Currently, however, the preferred method of car ownership appears to be personal contract purchase (PCP), which involves a low deposit followed by monthly payments over three years, after which the buyer pays a final sum to own the vehicle outright, hands it back and walks away, or enters into a new contract with another new car.
These contracts now account for eight out of ten car purchases made on credit, which is why so many households with modest incomes now have a brand spanking new model parked outside their front doors.
However, a new report claims the cost and commitments of PCPs may have a detrimental effect on securing a mortgage. This could rebound on first-time buyers or even current homeowners wishing to trade up, but there are potential consequences for the residential rental market too.
The same report said the popularity of PCPs was part of a worrying trend in increased personal indebtedness, boosted by historically low interest rates. Growing numbers of economic experts are warning that the level of consumer credit is, if you’ll forgive the pun, a car crash waiting to happen. And without credit controls, there is only one way to put the brake on this spending, and that is higher interest rates.
The fallout from the financial crash introduced a new piece of vocabulary to the housing market – the “reluctant landlord”, describing a homeowner who needed to move but, unable to sell, had to let out the property being vacated.

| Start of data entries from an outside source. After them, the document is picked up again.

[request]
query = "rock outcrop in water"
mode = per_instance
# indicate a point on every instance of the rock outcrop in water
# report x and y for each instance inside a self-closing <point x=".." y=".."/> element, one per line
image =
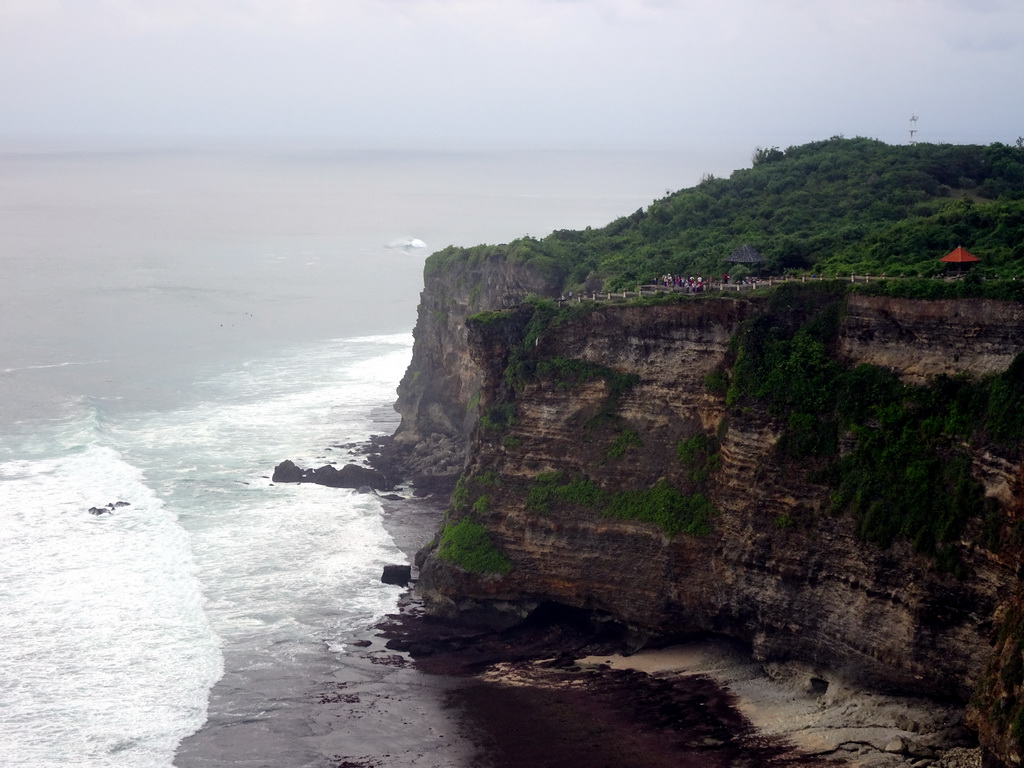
<point x="436" y="394"/>
<point x="349" y="476"/>
<point x="612" y="470"/>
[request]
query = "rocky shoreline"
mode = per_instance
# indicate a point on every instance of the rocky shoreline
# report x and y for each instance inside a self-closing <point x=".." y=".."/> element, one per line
<point x="554" y="691"/>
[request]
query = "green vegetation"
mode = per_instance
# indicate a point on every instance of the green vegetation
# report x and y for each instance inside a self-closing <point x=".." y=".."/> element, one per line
<point x="468" y="545"/>
<point x="623" y="442"/>
<point x="999" y="693"/>
<point x="907" y="474"/>
<point x="662" y="504"/>
<point x="839" y="206"/>
<point x="665" y="506"/>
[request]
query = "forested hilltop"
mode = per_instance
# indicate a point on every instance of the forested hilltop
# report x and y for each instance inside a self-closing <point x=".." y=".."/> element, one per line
<point x="838" y="207"/>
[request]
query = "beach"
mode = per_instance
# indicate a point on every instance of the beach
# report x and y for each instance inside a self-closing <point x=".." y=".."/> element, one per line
<point x="555" y="694"/>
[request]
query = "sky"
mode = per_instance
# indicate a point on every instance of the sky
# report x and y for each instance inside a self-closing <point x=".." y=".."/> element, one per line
<point x="548" y="73"/>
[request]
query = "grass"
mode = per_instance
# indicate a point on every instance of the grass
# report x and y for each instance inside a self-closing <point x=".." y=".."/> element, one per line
<point x="468" y="545"/>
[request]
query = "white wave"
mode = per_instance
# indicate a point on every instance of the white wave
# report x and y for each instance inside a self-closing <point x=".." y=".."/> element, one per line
<point x="47" y="366"/>
<point x="108" y="654"/>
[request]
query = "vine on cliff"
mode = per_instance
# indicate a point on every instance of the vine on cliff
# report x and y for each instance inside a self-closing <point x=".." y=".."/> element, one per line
<point x="907" y="471"/>
<point x="660" y="504"/>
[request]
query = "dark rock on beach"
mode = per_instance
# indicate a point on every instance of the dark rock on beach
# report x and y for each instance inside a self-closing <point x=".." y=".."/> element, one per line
<point x="349" y="476"/>
<point x="397" y="574"/>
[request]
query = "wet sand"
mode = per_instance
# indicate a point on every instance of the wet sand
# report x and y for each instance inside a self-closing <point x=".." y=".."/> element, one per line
<point x="421" y="692"/>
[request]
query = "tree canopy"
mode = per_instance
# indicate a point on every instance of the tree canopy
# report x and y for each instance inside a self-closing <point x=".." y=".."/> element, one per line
<point x="838" y="206"/>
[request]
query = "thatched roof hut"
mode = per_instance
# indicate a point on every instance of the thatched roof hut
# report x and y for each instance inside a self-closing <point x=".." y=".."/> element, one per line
<point x="745" y="255"/>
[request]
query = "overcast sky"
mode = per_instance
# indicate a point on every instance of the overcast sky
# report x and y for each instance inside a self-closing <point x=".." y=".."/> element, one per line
<point x="559" y="73"/>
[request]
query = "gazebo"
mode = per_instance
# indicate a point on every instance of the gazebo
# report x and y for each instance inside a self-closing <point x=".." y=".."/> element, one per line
<point x="960" y="256"/>
<point x="745" y="255"/>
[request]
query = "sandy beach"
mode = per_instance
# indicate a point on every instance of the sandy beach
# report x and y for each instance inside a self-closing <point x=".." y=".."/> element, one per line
<point x="534" y="695"/>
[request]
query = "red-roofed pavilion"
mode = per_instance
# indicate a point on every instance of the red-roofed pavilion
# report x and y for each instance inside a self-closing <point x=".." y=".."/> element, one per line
<point x="960" y="256"/>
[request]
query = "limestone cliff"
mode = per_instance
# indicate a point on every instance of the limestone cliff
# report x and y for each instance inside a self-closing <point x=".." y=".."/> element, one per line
<point x="620" y="466"/>
<point x="436" y="396"/>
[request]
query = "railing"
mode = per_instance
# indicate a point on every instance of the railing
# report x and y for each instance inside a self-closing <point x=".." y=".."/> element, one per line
<point x="653" y="290"/>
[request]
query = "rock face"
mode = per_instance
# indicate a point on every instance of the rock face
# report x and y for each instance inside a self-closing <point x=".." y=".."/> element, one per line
<point x="626" y="389"/>
<point x="349" y="476"/>
<point x="436" y="394"/>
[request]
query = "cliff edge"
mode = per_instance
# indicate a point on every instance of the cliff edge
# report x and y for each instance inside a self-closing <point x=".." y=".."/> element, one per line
<point x="825" y="476"/>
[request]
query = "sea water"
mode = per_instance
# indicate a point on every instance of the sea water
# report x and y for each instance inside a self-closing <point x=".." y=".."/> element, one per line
<point x="174" y="323"/>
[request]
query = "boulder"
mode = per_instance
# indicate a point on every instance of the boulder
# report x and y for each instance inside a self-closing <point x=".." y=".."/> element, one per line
<point x="287" y="471"/>
<point x="397" y="574"/>
<point x="349" y="476"/>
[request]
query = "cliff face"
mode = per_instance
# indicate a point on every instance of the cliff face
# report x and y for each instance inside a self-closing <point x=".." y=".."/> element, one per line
<point x="589" y="420"/>
<point x="435" y="396"/>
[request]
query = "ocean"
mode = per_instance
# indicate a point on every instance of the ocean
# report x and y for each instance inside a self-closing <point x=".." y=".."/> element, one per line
<point x="174" y="322"/>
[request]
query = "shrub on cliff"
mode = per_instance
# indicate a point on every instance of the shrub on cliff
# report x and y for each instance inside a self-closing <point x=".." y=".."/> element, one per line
<point x="841" y="206"/>
<point x="468" y="545"/>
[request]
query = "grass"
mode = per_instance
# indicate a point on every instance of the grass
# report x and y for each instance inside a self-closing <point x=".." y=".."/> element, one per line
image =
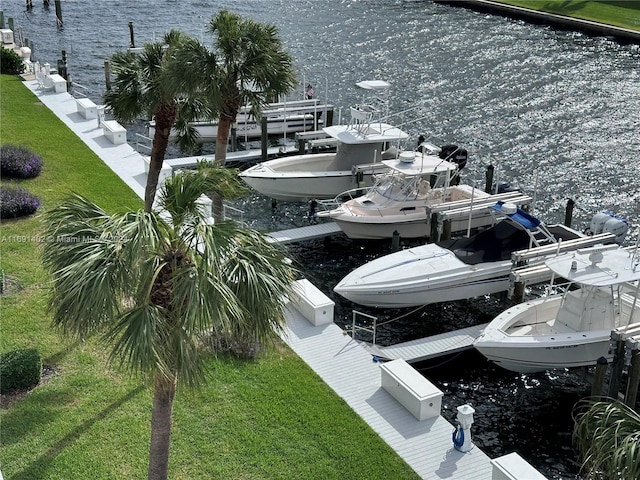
<point x="625" y="14"/>
<point x="272" y="418"/>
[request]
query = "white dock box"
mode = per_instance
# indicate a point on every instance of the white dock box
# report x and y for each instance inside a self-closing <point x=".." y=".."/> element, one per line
<point x="115" y="132"/>
<point x="417" y="394"/>
<point x="514" y="467"/>
<point x="314" y="305"/>
<point x="87" y="108"/>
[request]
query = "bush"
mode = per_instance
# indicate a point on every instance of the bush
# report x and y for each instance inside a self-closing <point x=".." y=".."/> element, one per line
<point x="17" y="202"/>
<point x="10" y="62"/>
<point x="17" y="161"/>
<point x="20" y="370"/>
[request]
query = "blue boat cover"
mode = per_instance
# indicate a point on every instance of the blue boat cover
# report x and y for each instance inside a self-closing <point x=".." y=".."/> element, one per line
<point x="525" y="219"/>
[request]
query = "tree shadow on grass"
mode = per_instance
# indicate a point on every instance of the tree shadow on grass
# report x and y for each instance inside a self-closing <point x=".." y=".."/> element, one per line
<point x="38" y="467"/>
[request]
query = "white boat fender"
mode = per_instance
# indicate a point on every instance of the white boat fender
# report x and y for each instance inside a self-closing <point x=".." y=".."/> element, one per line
<point x="598" y="221"/>
<point x="462" y="434"/>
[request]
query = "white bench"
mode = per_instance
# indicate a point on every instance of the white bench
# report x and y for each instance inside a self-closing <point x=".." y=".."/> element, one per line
<point x="417" y="394"/>
<point x="314" y="305"/>
<point x="58" y="83"/>
<point x="513" y="466"/>
<point x="86" y="108"/>
<point x="115" y="132"/>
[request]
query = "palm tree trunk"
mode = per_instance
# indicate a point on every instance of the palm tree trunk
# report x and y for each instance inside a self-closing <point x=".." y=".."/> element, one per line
<point x="161" y="429"/>
<point x="222" y="140"/>
<point x="165" y="116"/>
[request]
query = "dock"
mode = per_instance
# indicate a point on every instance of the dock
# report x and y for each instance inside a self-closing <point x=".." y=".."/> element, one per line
<point x="338" y="360"/>
<point x="319" y="230"/>
<point x="348" y="369"/>
<point x="428" y="348"/>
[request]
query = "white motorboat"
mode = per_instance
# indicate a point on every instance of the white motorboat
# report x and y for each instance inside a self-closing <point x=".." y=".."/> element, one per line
<point x="456" y="269"/>
<point x="571" y="329"/>
<point x="283" y="118"/>
<point x="362" y="144"/>
<point x="401" y="201"/>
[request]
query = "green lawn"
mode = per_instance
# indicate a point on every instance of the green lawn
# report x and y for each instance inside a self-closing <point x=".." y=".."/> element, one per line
<point x="268" y="419"/>
<point x="625" y="14"/>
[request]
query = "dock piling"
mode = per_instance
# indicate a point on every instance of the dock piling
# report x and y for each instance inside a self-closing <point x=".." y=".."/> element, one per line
<point x="58" y="13"/>
<point x="634" y="378"/>
<point x="132" y="43"/>
<point x="568" y="213"/>
<point x="598" y="380"/>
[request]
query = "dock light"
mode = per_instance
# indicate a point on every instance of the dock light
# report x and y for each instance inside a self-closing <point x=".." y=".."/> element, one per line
<point x="462" y="434"/>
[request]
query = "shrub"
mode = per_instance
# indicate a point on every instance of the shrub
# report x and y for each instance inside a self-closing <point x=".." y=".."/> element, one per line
<point x="17" y="202"/>
<point x="20" y="370"/>
<point x="17" y="161"/>
<point x="10" y="62"/>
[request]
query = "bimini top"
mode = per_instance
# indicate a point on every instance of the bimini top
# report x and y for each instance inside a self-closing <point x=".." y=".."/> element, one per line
<point x="598" y="266"/>
<point x="373" y="85"/>
<point x="525" y="219"/>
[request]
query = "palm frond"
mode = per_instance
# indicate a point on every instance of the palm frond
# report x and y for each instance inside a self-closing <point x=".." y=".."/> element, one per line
<point x="607" y="434"/>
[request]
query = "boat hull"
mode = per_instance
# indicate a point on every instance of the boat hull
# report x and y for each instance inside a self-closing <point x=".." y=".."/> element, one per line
<point x="534" y="336"/>
<point x="304" y="177"/>
<point x="420" y="276"/>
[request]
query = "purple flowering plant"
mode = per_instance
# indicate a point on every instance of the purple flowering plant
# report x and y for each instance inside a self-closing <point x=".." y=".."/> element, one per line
<point x="17" y="202"/>
<point x="17" y="161"/>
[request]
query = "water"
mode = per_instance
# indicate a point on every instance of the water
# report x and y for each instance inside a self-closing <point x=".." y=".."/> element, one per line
<point x="557" y="111"/>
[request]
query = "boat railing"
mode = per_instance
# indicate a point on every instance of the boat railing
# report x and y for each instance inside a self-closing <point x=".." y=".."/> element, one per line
<point x="361" y="328"/>
<point x="232" y="213"/>
<point x="333" y="203"/>
<point x="143" y="143"/>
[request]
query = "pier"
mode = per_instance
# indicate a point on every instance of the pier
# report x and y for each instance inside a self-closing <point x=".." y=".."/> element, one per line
<point x="341" y="362"/>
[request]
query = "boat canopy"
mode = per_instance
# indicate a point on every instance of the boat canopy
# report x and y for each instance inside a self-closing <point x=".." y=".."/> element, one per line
<point x="494" y="244"/>
<point x="598" y="266"/>
<point x="525" y="219"/>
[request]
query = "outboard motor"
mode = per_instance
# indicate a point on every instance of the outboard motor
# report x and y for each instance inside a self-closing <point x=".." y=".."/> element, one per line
<point x="618" y="226"/>
<point x="598" y="221"/>
<point x="453" y="153"/>
<point x="607" y="222"/>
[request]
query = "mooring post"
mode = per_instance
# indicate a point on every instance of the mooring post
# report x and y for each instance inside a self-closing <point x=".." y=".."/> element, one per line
<point x="518" y="293"/>
<point x="263" y="131"/>
<point x="617" y="365"/>
<point x="634" y="377"/>
<point x="107" y="75"/>
<point x="234" y="134"/>
<point x="568" y="212"/>
<point x="446" y="230"/>
<point x="598" y="379"/>
<point x="434" y="237"/>
<point x="58" y="13"/>
<point x="132" y="43"/>
<point x="395" y="241"/>
<point x="489" y="179"/>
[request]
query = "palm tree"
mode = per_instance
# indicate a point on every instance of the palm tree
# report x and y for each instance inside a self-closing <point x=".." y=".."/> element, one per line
<point x="247" y="65"/>
<point x="607" y="434"/>
<point x="143" y="86"/>
<point x="253" y="68"/>
<point x="153" y="284"/>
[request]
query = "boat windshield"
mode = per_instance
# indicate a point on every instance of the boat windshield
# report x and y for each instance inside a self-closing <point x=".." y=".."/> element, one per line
<point x="491" y="245"/>
<point x="397" y="188"/>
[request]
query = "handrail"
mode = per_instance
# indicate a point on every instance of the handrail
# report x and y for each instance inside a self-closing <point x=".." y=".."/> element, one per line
<point x="355" y="328"/>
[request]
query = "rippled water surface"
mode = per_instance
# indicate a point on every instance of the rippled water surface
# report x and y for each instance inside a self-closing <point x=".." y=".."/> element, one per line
<point x="557" y="111"/>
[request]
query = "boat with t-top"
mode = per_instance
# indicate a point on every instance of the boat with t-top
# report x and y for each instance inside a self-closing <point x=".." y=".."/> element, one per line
<point x="573" y="328"/>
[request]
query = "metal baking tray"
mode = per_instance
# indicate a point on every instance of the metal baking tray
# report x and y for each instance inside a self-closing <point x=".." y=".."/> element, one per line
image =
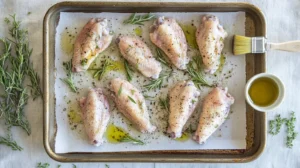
<point x="256" y="121"/>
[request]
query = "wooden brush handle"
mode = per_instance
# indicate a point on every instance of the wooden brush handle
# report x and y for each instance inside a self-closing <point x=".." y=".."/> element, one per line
<point x="292" y="46"/>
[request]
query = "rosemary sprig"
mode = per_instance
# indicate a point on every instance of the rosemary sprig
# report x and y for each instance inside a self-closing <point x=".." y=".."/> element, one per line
<point x="128" y="138"/>
<point x="128" y="70"/>
<point x="15" y="66"/>
<point x="194" y="71"/>
<point x="291" y="134"/>
<point x="10" y="142"/>
<point x="164" y="103"/>
<point x="69" y="79"/>
<point x="43" y="165"/>
<point x="138" y="19"/>
<point x="157" y="83"/>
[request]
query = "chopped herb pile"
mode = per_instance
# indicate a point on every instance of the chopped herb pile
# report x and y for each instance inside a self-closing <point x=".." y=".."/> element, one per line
<point x="138" y="19"/>
<point x="15" y="66"/>
<point x="157" y="83"/>
<point x="100" y="72"/>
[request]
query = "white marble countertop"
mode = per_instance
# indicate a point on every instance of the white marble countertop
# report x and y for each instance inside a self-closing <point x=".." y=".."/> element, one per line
<point x="283" y="20"/>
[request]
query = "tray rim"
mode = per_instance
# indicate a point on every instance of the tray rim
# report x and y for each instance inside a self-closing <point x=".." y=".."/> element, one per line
<point x="62" y="158"/>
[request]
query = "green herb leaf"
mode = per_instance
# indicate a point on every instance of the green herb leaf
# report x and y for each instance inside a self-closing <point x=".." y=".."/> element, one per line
<point x="138" y="19"/>
<point x="156" y="83"/>
<point x="131" y="99"/>
<point x="15" y="66"/>
<point x="128" y="70"/>
<point x="291" y="134"/>
<point x="275" y="125"/>
<point x="128" y="138"/>
<point x="100" y="72"/>
<point x="69" y="80"/>
<point x="162" y="58"/>
<point x="43" y="165"/>
<point x="9" y="142"/>
<point x="164" y="103"/>
<point x="194" y="71"/>
<point x="83" y="61"/>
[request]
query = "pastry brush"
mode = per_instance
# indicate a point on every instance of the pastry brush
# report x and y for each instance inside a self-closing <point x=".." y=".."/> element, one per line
<point x="244" y="45"/>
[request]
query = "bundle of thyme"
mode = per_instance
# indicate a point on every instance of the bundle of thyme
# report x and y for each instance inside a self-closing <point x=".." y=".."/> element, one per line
<point x="15" y="66"/>
<point x="275" y="126"/>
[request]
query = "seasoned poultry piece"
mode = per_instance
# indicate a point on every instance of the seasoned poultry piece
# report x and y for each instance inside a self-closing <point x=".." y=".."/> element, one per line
<point x="183" y="100"/>
<point x="210" y="37"/>
<point x="93" y="39"/>
<point x="137" y="53"/>
<point x="131" y="103"/>
<point x="166" y="34"/>
<point x="95" y="113"/>
<point x="216" y="107"/>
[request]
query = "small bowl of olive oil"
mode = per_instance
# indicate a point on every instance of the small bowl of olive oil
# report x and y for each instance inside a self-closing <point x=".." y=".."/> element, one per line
<point x="264" y="92"/>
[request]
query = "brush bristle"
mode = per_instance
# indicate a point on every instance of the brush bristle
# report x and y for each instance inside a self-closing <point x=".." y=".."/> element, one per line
<point x="241" y="45"/>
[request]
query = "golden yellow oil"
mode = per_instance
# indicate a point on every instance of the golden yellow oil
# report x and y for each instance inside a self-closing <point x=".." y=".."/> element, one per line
<point x="114" y="134"/>
<point x="74" y="117"/>
<point x="67" y="42"/>
<point x="190" y="35"/>
<point x="138" y="31"/>
<point x="184" y="137"/>
<point x="263" y="91"/>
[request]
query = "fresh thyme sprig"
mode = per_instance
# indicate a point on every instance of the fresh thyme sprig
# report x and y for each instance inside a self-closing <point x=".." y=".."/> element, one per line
<point x="194" y="71"/>
<point x="128" y="138"/>
<point x="164" y="103"/>
<point x="69" y="79"/>
<point x="291" y="134"/>
<point x="128" y="70"/>
<point x="15" y="66"/>
<point x="8" y="141"/>
<point x="139" y="19"/>
<point x="99" y="72"/>
<point x="157" y="83"/>
<point x="275" y="125"/>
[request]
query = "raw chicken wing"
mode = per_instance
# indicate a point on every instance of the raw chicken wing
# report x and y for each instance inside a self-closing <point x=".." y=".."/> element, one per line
<point x="137" y="53"/>
<point x="183" y="100"/>
<point x="93" y="39"/>
<point x="216" y="107"/>
<point x="166" y="34"/>
<point x="210" y="37"/>
<point x="132" y="104"/>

However, since the crash a second type of reluctant landlord has emerged, with a substantial pile of cash who did not wish to take risks with the stock market but who despaired at the negligible returns from savings. Consequently, he reluctantly entered the buy-to-let market as a means of securing a decent return from a safe investment vehicle.
Much to their surprise, some of these newcomers have taken to landlordism like ducks to water and are now committed buy-to-let enthusiasts. However, there are others who do not wish the responsibility of property ownership and prefer the liquidity and flexibility of cash. Consequently, when interest rates revive and savers start to get a real return again, this type of landlord is likely to want to sell up.
One of the reasons rented homes are in such demand right now is because of the substantial deposits required by banks and building societies, having previously got their fingers burned with loan-to-value mortgages of up to 125 per cent.
Imagine the potential scenario if this situation is complicated by more expensive home loans resulting from higher interest rates and, therefore, even more demand for rented accommodation – at a time when some landlords are selling up to take advantage of said interest rates. Not an inviting prospect.
Back in the car showroom, some commentators are claiming that the popularity of PCPs has led to a raft of good-quality vehicles being dumped on the second-hand market and that modern pre-owned cars offer better overall value.
But with the way things are, perhaps the best option for anyone saving for their first home, especially in a bus-friendly city like Edinburgh, is a Lothian Buses season ticket.